En 2012, pour échapper à l’écueil du travail en solo, l’isolement, Myriam contacte ses pairs installés dans le département. « Comme j’appréciais particulièrement le travail pluridisciplinaire, j’ai cherché à retrouver un certain esprit d’équipe. Nous sommes complémentaires, c’est un travail de proximité. Échanger, faciliter l’accès à la formation, mener des projets en relais, c’est un plus et nous gagnons en visibilité. Nous étions sur le salon du livre à Condom en mai 2014. Associés à la Société archéologique du Gers à l’occasion du centenaire de la Première Guerre mondiale, nous rédigeons des articles. Chacun s’investit selon ses disponibilités », explique Myriam, présidente de l’association des Écrivains publics du Gers (EP32)(2). Créée en mars 2013, l’association est la vitrine des spécificités de ses douze membres actuels : dans le cas de Myriam, l’animation d’ateliers d’écriture. « De juin à septembre, une fois par mois, je propose des ateliers chez moi et j’anime durant l’année un autre atelier voulu par une commune. Là, sous prétexte de réaliser un recueil de recettes de cuisine, la démarche ludique vise à conserver du lien et à stimuler la mémoire des anciens. » Au sein de l’association, les savoir-faire particuliers sont issus des parcours des uns et des autres. « On a tous fait autre chose avant, archéologie, secrétariat, journalisme… Notre point commun est clairement la relation à l’écriture. »

Toutefois, il est difficile de faire fortune en exerçant cette activité, qui reste plutôt une vocation. Pour la plupart, c’est une source de revenus annexe. Pourtant, « vu la richesse des rencontres, je suis heureuse que la vie m’ait amenée à découvrir ce métier », confie Myriam. En 2012, elle en a même profité pour publier, en son nom, un premier ouvrage, La Naissance des coquelicots, un conte inspiré d’une légende gasconne. Un deuxième est en cours.
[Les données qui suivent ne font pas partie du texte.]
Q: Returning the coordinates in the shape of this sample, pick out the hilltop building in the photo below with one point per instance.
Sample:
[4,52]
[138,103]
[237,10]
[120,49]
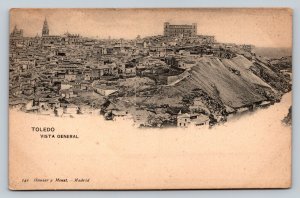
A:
[45,30]
[17,33]
[180,30]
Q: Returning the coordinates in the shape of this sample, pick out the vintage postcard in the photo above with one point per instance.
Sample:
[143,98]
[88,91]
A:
[150,98]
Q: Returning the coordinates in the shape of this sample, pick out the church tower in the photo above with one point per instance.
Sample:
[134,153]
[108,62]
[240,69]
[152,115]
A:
[45,31]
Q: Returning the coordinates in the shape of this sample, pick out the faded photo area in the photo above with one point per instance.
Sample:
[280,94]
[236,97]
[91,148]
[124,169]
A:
[150,98]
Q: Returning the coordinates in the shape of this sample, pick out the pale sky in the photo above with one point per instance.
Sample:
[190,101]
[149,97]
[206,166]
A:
[261,27]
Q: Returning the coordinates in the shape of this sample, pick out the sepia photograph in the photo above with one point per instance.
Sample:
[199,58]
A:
[162,98]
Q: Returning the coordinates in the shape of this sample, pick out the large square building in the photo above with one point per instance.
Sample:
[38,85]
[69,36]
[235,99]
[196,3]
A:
[180,30]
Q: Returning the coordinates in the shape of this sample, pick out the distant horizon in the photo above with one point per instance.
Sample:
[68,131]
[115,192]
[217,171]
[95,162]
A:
[258,27]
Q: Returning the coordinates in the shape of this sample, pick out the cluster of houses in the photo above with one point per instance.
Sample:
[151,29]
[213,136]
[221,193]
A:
[49,74]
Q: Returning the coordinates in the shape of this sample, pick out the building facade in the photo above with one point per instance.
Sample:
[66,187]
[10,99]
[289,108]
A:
[180,30]
[45,30]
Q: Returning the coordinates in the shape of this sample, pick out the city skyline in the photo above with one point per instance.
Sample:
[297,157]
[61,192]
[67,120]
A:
[262,28]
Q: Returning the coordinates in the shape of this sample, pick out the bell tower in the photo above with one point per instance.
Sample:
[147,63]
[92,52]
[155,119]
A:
[45,31]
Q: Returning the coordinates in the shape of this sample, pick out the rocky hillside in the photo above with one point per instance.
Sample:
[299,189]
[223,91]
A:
[234,83]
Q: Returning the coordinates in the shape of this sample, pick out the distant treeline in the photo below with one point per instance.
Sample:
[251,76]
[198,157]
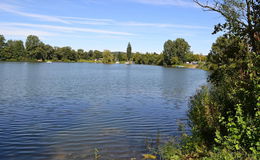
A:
[175,52]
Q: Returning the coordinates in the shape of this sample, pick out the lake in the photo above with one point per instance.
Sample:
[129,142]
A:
[63,111]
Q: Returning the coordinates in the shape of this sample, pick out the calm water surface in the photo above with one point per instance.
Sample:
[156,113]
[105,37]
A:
[65,110]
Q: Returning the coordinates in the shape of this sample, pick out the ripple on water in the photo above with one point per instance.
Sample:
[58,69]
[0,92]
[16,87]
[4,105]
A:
[65,111]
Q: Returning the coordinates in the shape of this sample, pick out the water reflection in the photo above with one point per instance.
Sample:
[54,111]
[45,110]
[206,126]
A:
[66,110]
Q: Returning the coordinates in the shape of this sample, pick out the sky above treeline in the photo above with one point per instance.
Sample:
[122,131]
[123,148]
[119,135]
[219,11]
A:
[109,24]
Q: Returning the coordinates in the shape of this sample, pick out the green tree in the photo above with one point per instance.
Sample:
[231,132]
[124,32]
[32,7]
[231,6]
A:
[49,52]
[2,45]
[108,58]
[129,51]
[168,52]
[177,49]
[230,110]
[181,49]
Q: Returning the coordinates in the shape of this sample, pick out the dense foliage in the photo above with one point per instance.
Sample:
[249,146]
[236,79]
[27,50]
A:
[35,50]
[225,116]
[175,52]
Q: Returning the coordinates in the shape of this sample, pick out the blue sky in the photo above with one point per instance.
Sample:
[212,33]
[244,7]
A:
[109,24]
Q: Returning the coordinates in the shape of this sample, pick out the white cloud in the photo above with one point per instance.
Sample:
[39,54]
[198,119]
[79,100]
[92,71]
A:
[13,31]
[163,25]
[67,29]
[13,9]
[182,3]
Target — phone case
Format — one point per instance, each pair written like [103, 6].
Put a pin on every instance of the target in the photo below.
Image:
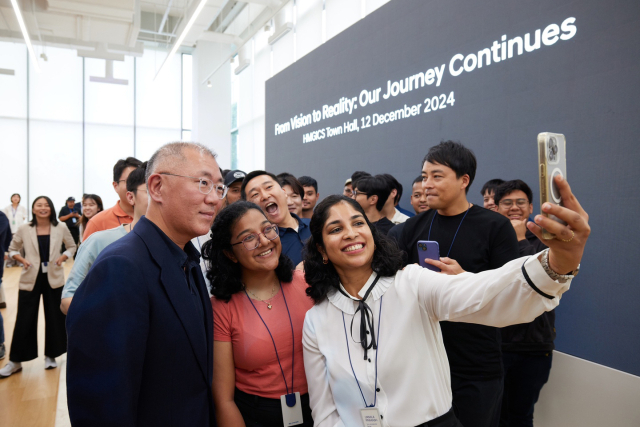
[428, 249]
[552, 161]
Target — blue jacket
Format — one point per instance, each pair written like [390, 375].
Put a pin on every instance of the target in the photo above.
[139, 354]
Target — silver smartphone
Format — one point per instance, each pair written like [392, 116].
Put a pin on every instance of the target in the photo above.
[552, 161]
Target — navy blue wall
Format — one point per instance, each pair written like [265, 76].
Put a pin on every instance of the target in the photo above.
[587, 87]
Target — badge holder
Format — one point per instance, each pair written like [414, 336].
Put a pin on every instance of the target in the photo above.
[371, 417]
[291, 409]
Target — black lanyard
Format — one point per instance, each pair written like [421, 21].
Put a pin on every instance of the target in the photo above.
[274, 342]
[363, 338]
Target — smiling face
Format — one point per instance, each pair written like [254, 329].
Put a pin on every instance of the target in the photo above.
[419, 198]
[310, 198]
[267, 193]
[294, 201]
[348, 242]
[89, 207]
[514, 211]
[442, 186]
[41, 209]
[487, 200]
[263, 258]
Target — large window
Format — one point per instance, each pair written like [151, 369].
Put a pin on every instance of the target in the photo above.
[61, 133]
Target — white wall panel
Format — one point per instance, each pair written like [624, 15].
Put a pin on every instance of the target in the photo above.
[308, 26]
[13, 89]
[341, 15]
[55, 160]
[104, 146]
[13, 160]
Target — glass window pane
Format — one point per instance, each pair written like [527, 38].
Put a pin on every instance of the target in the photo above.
[13, 56]
[187, 91]
[104, 146]
[55, 93]
[157, 101]
[106, 102]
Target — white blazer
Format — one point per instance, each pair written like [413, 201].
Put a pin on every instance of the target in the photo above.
[26, 237]
[16, 220]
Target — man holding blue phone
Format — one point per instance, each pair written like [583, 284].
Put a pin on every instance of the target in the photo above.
[474, 239]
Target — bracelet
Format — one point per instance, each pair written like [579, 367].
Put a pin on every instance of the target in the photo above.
[552, 274]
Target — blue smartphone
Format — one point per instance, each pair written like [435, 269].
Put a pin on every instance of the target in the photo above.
[428, 249]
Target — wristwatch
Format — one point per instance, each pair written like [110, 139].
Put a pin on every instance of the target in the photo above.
[555, 276]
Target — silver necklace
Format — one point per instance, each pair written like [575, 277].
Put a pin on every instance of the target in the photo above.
[266, 301]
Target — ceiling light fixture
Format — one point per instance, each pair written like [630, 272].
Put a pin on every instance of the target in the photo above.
[25, 34]
[184, 33]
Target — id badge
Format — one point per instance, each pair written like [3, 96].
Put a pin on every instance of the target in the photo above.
[370, 417]
[291, 409]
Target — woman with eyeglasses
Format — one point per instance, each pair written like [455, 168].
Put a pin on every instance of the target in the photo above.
[259, 305]
[373, 349]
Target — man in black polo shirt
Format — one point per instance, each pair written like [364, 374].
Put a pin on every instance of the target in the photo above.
[478, 239]
[70, 215]
[371, 193]
[527, 348]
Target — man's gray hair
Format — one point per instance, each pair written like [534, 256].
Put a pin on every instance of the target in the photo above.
[173, 152]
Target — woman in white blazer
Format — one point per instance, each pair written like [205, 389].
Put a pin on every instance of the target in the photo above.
[42, 274]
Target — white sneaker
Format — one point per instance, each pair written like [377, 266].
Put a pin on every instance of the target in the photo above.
[10, 368]
[50, 363]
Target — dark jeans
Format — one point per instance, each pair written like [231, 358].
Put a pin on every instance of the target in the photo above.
[24, 345]
[525, 374]
[447, 420]
[262, 412]
[477, 402]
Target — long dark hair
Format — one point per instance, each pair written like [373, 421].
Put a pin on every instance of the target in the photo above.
[84, 220]
[52, 214]
[323, 278]
[225, 275]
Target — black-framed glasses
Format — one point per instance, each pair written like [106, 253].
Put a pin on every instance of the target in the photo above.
[205, 185]
[252, 240]
[507, 203]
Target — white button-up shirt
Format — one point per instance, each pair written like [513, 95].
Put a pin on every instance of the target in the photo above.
[413, 371]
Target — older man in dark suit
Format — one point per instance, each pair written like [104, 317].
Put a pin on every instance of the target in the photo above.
[141, 328]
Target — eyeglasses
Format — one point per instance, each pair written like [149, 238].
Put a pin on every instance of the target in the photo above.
[252, 241]
[507, 203]
[205, 186]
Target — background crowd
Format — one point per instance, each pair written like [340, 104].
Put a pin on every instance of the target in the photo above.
[252, 238]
(1) Centre national d’enseignement à distance.

(2) www.ep32.org

Elle dit de vous !

« À mon avis, les infirmières libérales font preuve d’une véritable passion dans l’exercice de leur métier, mais leur rôle est relativement ingrat. Elles assurent une présence continue, parfois au détriment de leur vie familiale, et souvent auprès de gens démunis. Elle font face à leur douleur. C’est un métier très “humain”. Même si mon travail a un caractère social, les gens abordent rarement leurs soucis de santé. On passe dessus. Et, de fait, je suis rarement en contact avec les infirmières, sauf si j’interviens pour traiter des documents administratifs ou si j’assure le soutien scolaire d’un jeune immobilisé pour quelques semaines à domicile, à la suite d’un accident par exemple. Prochainement, je pourrais être amenée à collaborer avec l’une d’entre elles. Dans deux ans, celle-ci sera à la retraite et elle souhaite proposer des ateliers pour les personnes âgées, combinant activités manuelles et écriture créative. »

FORMATION

Pas obligatoire, mais plutôt utile

Un écrivain public n’a pas besoin de diplôme pour exercer son métier. Mais plusieurs formations sont dispensées, notamment par le Cned, l’université de la Sorbonne Nouvelle à Paris ou l’université de Toulon. Car savoir écrire ne suffit pas. Les prestations s’étendent du simple travail de relecture d’un rapport de stage jusqu’au récit de vie en passant par un compte rendu, un discours ou une lettre d’amour. La formation porte aussi bien sur les pratiques rédactionnelles, la bureautique, les règles typographiques que sur les connaissances de base en droit social, fiscal ou associatif. Profession surtout relationnelle, l’écrivain public doit développer l’écoute et savoir mener un entretien. Ils sont plusieurs centaines à exercer dans l’Hexagone selon le Groupement des écrivains conseils, l’un des groupements professionnels d’envergure nationale. Par ailleurs, existent aussi le Syndicat national des prestataires et conseils en écriture ou l’Académie des écrivains publics de France.